Reuters reported that executives from Google, Citigroup, Boeing and other US companies will also be part of the delegation scheduled to meet Prime Minister Essam Sharaf, other senior officials, business leaders and civil society groups. Representatives from IBM, Johnson & Johnson, Merck, Metropolitan Life and General Motors will also be on the trip to Cairo.

The official council delegation on June 8, is expected to discuss future business opportunities, and will focus on supporting the smaller businesses in order to alleviate Egypt’s unemployment. Johnson highlighted that a large number of companies, are also seeking opportunities to develop their investments.  He stressed that the creation of jobs, especially for young individuals, would be the focus of investment opportunities for the delegation. He maintained that the US business delegation has plans to assist in the transitional period as Egyptians pave their way towards democracy following the Egyptian Revolution.

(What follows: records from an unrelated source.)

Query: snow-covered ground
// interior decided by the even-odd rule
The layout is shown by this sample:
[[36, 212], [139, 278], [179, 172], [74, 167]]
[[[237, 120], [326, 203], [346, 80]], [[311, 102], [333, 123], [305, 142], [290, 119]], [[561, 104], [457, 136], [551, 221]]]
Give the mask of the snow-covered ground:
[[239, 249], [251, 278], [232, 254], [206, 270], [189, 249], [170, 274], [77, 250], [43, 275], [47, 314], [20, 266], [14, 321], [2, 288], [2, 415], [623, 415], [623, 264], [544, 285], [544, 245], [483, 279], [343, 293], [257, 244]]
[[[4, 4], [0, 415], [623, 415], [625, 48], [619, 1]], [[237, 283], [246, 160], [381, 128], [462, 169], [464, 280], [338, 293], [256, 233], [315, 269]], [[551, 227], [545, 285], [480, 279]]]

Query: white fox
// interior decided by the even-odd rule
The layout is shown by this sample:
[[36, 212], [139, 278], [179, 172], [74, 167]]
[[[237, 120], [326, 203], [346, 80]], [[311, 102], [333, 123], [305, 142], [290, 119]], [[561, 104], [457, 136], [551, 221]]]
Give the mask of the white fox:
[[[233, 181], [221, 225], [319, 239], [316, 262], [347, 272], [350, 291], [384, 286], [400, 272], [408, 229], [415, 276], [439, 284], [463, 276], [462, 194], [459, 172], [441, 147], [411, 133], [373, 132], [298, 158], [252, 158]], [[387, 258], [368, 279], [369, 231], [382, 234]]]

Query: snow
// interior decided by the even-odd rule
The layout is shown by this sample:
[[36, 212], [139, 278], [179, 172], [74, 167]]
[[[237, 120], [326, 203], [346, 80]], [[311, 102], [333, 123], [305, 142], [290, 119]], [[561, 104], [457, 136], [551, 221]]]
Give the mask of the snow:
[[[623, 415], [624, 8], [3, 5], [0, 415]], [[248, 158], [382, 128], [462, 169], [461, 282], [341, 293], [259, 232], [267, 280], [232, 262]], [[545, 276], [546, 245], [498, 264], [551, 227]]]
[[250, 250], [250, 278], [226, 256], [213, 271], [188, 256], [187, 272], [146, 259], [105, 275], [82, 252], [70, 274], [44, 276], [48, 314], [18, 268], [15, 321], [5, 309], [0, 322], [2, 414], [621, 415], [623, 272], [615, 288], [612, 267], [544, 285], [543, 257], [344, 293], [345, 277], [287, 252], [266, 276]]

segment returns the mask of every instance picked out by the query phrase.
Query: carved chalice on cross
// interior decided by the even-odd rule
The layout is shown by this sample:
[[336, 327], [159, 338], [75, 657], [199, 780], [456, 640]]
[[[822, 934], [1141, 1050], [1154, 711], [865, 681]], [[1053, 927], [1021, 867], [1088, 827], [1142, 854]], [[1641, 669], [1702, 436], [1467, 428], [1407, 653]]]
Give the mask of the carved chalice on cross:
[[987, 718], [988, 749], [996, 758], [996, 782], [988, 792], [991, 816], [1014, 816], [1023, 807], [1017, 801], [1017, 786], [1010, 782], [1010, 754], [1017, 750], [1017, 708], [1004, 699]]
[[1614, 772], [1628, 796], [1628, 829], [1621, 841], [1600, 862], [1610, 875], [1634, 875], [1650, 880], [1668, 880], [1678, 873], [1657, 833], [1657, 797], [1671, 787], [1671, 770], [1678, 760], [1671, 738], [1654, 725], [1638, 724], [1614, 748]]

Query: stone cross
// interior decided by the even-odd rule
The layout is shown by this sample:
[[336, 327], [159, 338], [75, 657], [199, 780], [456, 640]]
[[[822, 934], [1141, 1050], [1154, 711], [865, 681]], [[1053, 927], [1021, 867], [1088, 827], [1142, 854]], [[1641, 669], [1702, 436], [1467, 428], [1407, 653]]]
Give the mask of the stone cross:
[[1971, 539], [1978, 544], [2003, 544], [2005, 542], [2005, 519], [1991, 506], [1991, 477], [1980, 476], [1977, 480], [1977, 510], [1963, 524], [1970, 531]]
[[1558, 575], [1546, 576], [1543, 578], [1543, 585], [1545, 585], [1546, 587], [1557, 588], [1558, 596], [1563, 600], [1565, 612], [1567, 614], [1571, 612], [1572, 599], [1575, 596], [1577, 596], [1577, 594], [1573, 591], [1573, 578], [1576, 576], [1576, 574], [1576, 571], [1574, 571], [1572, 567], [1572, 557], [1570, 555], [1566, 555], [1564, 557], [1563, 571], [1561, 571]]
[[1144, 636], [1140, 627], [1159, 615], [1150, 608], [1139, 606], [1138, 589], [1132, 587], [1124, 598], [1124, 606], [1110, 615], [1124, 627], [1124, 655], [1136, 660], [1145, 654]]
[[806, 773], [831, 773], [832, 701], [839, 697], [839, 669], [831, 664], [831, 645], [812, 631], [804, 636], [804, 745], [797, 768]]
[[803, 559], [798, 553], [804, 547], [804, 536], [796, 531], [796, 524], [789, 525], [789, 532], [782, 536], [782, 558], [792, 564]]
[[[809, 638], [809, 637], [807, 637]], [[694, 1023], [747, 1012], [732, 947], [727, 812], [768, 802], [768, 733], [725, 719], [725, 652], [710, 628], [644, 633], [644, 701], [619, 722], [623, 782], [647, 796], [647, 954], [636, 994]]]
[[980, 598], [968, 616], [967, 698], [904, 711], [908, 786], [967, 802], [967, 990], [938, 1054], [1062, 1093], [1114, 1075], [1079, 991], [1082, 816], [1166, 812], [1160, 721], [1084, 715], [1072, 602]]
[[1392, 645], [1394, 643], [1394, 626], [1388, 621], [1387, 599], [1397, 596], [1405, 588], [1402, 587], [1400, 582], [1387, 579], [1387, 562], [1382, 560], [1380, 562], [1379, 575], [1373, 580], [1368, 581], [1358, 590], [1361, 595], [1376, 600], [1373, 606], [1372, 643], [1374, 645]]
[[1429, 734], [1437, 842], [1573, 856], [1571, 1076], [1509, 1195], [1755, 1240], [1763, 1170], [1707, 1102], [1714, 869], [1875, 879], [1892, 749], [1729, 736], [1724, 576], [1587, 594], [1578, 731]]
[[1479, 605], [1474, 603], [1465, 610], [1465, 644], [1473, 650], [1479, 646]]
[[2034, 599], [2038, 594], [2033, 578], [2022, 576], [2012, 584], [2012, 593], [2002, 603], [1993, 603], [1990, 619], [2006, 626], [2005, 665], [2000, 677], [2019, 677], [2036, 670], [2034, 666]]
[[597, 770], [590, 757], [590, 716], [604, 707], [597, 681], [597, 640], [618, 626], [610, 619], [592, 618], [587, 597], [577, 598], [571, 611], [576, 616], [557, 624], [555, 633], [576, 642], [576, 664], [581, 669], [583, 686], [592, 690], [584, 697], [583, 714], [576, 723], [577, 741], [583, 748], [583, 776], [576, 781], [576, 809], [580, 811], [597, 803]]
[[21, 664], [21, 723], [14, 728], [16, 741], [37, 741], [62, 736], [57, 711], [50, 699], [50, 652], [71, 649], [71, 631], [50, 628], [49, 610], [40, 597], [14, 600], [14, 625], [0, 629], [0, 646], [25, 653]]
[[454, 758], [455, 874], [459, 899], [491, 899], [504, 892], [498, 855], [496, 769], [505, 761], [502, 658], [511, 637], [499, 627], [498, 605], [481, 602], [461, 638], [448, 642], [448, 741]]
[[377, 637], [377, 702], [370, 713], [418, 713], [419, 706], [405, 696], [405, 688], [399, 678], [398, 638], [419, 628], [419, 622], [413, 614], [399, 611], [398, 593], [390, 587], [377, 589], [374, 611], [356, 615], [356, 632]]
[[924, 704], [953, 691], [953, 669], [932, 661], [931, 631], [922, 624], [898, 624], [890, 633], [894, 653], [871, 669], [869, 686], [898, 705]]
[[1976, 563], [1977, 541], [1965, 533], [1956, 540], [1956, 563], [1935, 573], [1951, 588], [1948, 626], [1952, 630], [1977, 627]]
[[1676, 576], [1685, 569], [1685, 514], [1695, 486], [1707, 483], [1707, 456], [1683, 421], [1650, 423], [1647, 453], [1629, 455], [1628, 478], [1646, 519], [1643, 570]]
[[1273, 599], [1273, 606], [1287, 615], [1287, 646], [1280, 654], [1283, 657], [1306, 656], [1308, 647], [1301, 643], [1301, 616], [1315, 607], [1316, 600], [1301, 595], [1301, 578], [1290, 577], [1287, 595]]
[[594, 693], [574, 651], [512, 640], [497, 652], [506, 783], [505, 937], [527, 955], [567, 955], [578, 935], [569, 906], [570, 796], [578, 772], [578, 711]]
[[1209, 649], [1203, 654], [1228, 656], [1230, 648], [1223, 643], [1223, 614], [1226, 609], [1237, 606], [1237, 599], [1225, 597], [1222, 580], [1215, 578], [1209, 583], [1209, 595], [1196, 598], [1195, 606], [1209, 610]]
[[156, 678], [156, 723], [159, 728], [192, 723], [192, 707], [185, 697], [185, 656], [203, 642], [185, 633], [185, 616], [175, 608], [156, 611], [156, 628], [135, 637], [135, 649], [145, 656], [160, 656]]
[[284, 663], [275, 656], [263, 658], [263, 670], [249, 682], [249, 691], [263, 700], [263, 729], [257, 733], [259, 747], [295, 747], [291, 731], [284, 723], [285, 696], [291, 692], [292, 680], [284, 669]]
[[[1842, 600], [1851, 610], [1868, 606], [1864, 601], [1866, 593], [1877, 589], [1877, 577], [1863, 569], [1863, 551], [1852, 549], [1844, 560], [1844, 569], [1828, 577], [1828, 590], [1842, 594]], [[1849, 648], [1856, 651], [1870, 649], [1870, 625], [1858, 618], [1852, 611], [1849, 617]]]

Addressing public concern about the stance of the American companies planning to invest in Egypt, Choksy assured  that many of the companies, which will be participating in the delegation, have in fact been in Egypt since 1952 long before the ousted Mubarak’s era. He claimed that most of these companies’ employees are Egyptian and the money that comes out of these investments does not go to the United States.

Gerald Hawkins, Group Country Manager for Visa Inc, will also be visiting Egypt as one of the delegates of the US Chamber of Commerce delegation, which will encompass meetings with ministers, the US ambassador, emerging business and other leaders.

Osama Saleh, General Authority for Investment (GAFI), headed by chairman will also meet with the US-Egypt Business Council’s delegation, in an attempt to demonstrate the commitment of American businesses to the long-term economic well-being of Egypt.

Other attendees include Fayza Abul Naga, minister of international cooperation, US ambassador to Egypt and Steve Farris, CEO of Apache Corporation.